In geometry, the order-4 octagonal tiling is a regular tiling of the hyperbolic plane. It has Schläfli symbol of {8,4}. Its checkerboard coloring can be called a octaoctagonal tiling, and Schläfli symbol of r{8,8}.

Uniform constructions 
There are four uniform constructions of this tiling, three of them as constructed by mirror removal from the [8,8] kaleidoscope. Removing the mirror between the order 2 and 4 points, [8,8,1+], gives [(8,8,4)], (*884) symmetry.

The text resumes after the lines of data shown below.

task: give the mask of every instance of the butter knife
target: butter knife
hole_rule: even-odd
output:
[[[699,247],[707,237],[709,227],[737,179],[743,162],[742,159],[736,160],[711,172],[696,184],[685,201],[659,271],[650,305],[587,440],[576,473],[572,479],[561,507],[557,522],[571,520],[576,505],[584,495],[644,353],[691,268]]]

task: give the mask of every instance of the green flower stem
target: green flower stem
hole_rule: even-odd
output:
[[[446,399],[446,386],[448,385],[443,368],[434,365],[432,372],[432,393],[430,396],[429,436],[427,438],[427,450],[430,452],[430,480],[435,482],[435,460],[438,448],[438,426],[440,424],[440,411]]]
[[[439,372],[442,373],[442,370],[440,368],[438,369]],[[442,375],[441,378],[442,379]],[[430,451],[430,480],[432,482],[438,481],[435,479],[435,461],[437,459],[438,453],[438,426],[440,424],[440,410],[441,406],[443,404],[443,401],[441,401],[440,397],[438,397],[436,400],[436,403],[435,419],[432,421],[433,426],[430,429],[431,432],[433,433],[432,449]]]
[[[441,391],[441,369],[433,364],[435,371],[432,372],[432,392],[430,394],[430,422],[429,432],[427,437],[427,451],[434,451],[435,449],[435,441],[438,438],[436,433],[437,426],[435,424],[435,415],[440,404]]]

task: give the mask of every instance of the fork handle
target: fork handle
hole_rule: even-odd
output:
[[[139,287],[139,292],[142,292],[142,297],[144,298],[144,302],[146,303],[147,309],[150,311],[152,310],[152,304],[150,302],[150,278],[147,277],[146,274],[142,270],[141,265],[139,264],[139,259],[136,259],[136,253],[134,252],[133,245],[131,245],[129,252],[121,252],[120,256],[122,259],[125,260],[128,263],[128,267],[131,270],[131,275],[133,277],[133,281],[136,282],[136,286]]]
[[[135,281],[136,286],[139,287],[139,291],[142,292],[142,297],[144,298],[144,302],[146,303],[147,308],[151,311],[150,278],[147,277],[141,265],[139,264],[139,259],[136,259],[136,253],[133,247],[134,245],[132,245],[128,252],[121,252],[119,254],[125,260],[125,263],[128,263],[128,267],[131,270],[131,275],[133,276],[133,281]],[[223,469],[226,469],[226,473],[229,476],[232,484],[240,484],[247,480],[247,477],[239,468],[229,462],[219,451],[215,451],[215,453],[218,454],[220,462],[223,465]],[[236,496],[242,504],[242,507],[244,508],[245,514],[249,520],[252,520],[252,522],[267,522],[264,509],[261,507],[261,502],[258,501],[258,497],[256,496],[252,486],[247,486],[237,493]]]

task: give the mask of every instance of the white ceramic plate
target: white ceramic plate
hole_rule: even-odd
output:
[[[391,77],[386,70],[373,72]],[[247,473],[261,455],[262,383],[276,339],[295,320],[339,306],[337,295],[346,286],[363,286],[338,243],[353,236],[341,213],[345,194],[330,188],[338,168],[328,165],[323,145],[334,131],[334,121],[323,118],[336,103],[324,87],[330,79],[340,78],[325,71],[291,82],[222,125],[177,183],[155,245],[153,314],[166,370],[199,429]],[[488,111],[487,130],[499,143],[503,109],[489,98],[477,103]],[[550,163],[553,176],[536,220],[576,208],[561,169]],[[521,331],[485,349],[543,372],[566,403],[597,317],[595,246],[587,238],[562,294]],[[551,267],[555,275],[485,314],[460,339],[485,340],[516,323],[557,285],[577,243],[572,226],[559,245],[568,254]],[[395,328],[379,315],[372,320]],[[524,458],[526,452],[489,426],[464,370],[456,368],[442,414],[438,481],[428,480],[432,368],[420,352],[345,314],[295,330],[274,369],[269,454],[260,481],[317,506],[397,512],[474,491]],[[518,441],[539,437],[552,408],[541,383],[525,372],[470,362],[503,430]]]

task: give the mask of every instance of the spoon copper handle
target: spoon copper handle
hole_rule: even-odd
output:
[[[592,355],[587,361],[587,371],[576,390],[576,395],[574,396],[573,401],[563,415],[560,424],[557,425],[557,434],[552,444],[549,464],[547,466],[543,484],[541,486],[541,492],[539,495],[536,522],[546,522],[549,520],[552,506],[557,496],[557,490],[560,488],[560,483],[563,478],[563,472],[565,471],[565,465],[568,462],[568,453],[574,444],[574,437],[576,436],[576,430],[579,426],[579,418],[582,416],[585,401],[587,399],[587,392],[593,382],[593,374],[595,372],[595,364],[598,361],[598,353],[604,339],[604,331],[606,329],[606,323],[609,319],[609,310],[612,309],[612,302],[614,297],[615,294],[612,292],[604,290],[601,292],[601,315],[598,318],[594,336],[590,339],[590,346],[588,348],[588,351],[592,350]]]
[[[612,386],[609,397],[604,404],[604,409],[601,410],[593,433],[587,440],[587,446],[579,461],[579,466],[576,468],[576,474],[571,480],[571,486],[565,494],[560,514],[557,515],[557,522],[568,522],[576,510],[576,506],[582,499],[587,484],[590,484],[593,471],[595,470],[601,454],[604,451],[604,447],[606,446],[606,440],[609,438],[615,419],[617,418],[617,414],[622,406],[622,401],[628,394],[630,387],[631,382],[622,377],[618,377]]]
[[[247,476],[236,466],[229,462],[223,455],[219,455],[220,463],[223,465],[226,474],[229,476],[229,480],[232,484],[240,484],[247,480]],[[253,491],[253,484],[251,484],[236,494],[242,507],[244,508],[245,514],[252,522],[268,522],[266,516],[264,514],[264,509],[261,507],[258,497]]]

Removing two mirrors as [8,4*], leaves remaining mirrors *4444 symmetry.

Symmetry 
This tiling represents a hyperbolic kaleidoscope of 8 mirrors meeting as edges of a regular hexagon. This symmetry by orbifold notation is called (*22222222) or (*28) with 8 order-2 mirror intersections. In Coxeter notation can be represented as [8*,4], removing two of three mirrors (passing through the octagon center) in the [8,4] symmetry. Adding a bisecting mirror through 2 vertices of an octagonal fundamental domain defines a trapezohedral *4422 symmetry. Adding 4 bisecting mirrors through the vertices defines *444 symmetry. Adding 4 bisecting mirrors through the edge defines *4222 symmetry. Adding all 8 bisectors leads to full *842 symmetry.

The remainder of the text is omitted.